Assignee: nobody → coop
Priority: -- → P2
Reporter | ||
Comment 4•9 years ago
|
||
I'm happy with even distribution. Thanks coop for taking this on!
Assignee | ||
Comment 5•9 years ago
|
||
As a first step, I've disabled 30 talos-linux*-ix slaves to see whether we miss the capacity tomorrow before we go throught he process of re-imaging them all: * talos-linux32-ix-0[46-55] * talos-linux64-ix-[100-119] cc-ing buildduty so they're aware.
Assignee | ||
Updated•9 years ago
|
Blocks: talos-linux64-ix-102
Assignee | ||
Updated•9 years ago
|
Blocks: talos-linux64-ix-104
Assignee | ||
Updated•9 years ago
|
Blocks: talos-linux64-ix-106
Assignee | ||
Updated•9 years ago
|
Blocks: talos-linux64-ix-107
Assignee | ||
Updated•9 years ago
|
Blocks: talos-linux64-ix-108
Assignee | ||
Updated•9 years ago
|
Blocks: talos-linux64-ix-117
Assignee | ||
Updated•9 years ago
|
Blocks: talos-linux32-ix-049
Assignee | ||
Updated•9 years ago
|
Blocks: talos-linux32-ix-050
Assignee | ||
Updated•9 years ago
|
Blocks: talos-linux32-ix-055
Comment 6•9 years ago
|
||
I was about to suggest that rather than taking a contiguous chunk of working slaves, you instead start by taking the slaves which have been out of service back as far as last July, depending off various "we can't update talos" bugs, when I realized that actually means you can't take *any* of the working ones. Because we cannot reimage Linux talos slaves, they are not excess capacity, they are our entire stock of spares. Take the disabled ones, they are useless, but until we can successfully reimage, the working ones are not up for grabs.
Assignee | ||
Comment 7•9 years ago
|
||
(In reply to Phil Ringnalda (:philor) from comment #6) > I was about to suggest that rather than taking a contiguous chunk of working > slaves, you instead start by taking the slaves which have been out of > service back as far as last July, depending off various "we can't update > talos" bugs, when I realized that actually means you can't take *any* of the > working ones. > > Because we cannot reimage Linux talos slaves, they are not excess capacity, > they are our entire stock of spares.
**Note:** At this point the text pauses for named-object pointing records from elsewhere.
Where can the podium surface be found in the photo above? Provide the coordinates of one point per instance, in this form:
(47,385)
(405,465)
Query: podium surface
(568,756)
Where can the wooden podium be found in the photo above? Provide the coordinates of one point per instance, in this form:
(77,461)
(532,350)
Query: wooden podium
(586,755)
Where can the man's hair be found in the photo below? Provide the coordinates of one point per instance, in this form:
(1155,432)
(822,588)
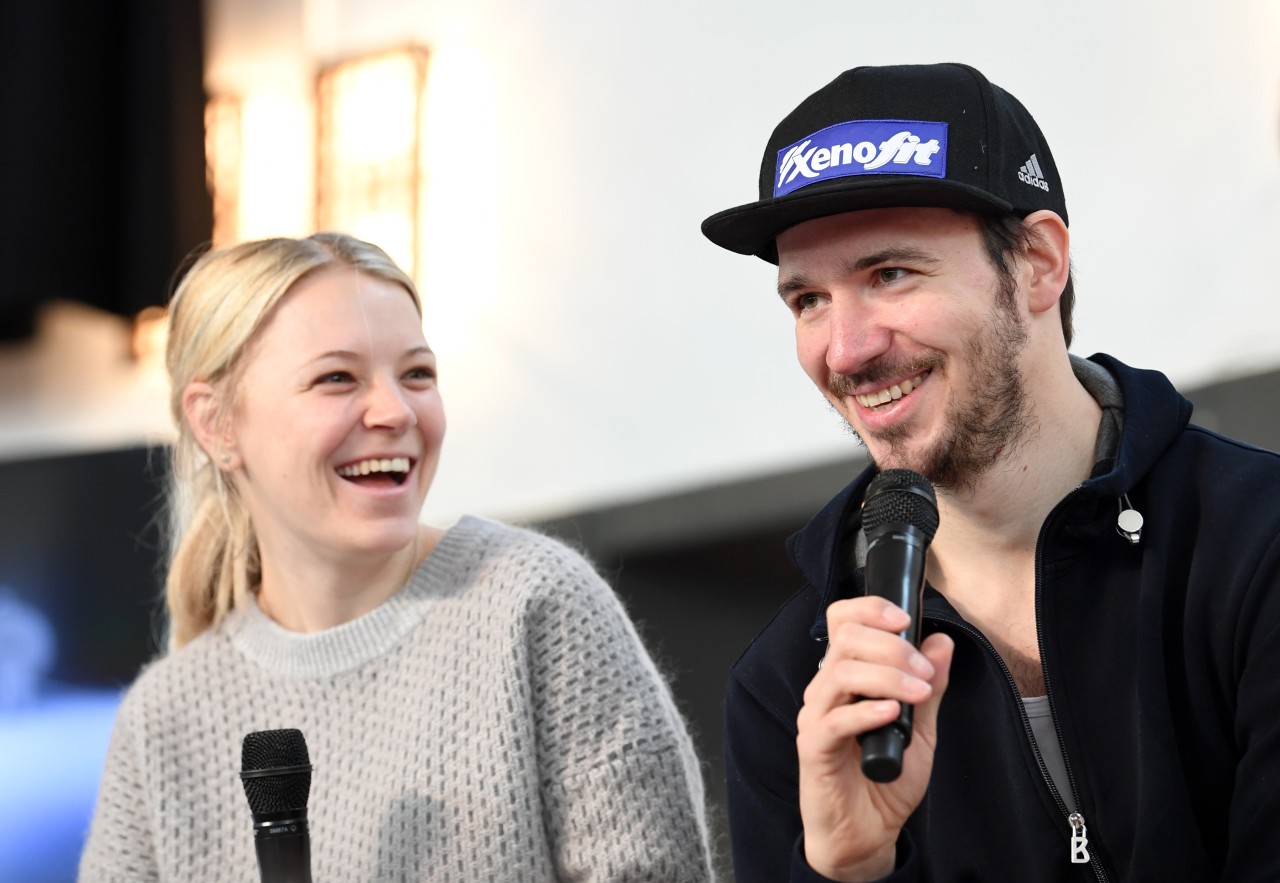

Take the disabled ones, they are > useless, but until we can successfully reimage, the working ones are not up > for grabs. I understand, but it's much easier for both releng and DCOps to work with contiguous blocks of machines. I'd also much rather fix bug 1141416 so we can actually re-image these slaves again. Not being able to re-image is untenable long-term. We're currently blocked on a community member who was testing a fix in bug 1112773. If that doesn't come to fruition in the next week, I'll have someone from buildduty test it in staging.
Assignee | ||
Comment 8•9 years ago
|
||
I've already added these machines to slavealloc (disabled), and the various metro|e10s|normal variants to graphserver.
Attachment #8636633 -
Flags: review?(bugspam.Callek)
Assignee | ||
Comment 9•9 years ago
|
||
Amy: I'm going to need a time-slice from a Windows admin to get these added to DNS, added to the correct domains, and configured in our GPO setup. Any estimate on when that could happen? Also, do I need to invoke DCOps here at all, or is Relops be able to handle everything?
Flags: needinfo?(arich)
Comment 10•9 years ago
|
||
I don't think there's anything you specifically need a windows admin for. This is all dcops (switching VLANs) and anyone with access to inventory. I believe all of the installation and configuration stuff should just magically happen once they have the right information in inventory and are netbooted. I can do the latter bit. It looks like you've designated 10 for each pool, correct?
Flags: needinfo?(arich)
Updated•9 years ago
|
Attachment #8636633 -
Flags: review?(bugspam.Callek) → review+
Comment 11•9 years ago
|
||
Inventory and nagios changes made. I've opened bug 1186137 for dcops to change the vlan.
Depends on: 1186137
Assignee | ||
Comment 12•9 years ago
|
||
(In reply to Amy Rich [:arr] [:arich] from comment #11) > Inventory and nagios changes made. I've opened bug 1186137 for dcops to > change the vlan. Thanks, Amy.
Comment 13•9 years ago
|
||
There's an issue with the w7 and w8 machines, but most of the xp machines appear to be up (not 164). Can you take a look at them and verify that they pass snuff?
Assignee | ||
Comment 14•9 years ago
|
||
In production: https://hg.mozilla.org/build/buildbot-configs/rev/b166a5cdbcc2
Comment 15•9 years ago
|
||
Coop, the rest of these have finished installing. If you could give them a look to see if they're good to go...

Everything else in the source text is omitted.